La bipolarité est une vaste maladie, très riche dans son expression (notamment avec
la manie mixte ou les pathologies comorbides). J'ai craint qu'en cherchant à
multiplier les témoignages je perde le spectateur. Je ne voulais pas faire un film
médical.
Le film est : comment un couple de bipolaires choisit de donner la vie quand il sait
pertinemment que le risque de troubles pour l'enfant est de 30 % ?! Un témoignage
d'autres malades n'aurait eu dans ce propos aucun sens.

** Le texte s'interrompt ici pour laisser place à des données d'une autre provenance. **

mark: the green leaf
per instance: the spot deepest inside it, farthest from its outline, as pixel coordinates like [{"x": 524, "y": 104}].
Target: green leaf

Le tournage avec Laurence a été assez facile en fait. Elle s'est livrée comme je le
souhaitais : avec pudeur mais sans se cacher. J'ai emmagasiné des dizaines d'heures
de rushes. Je remercie d'ailleurs ma monteuse d'avoir trié intelligemment toute cette
matière. Toutes les séquences d'interview de Laurence ont été tournées en intimité
(moi et elle). On définissait le cadre avec le chef-opérateur puis il nous laissait deux
heures seuls, les deux caméras numériques utilisées permettant de tourner ainsi :
longtemps et en les oubliant.
C'était selon moi le seul moyen d'arriver à ce que je voulais : un film tout en retenu.
Une déclaration d'amour, un exemple de courage, un hymne à la vie.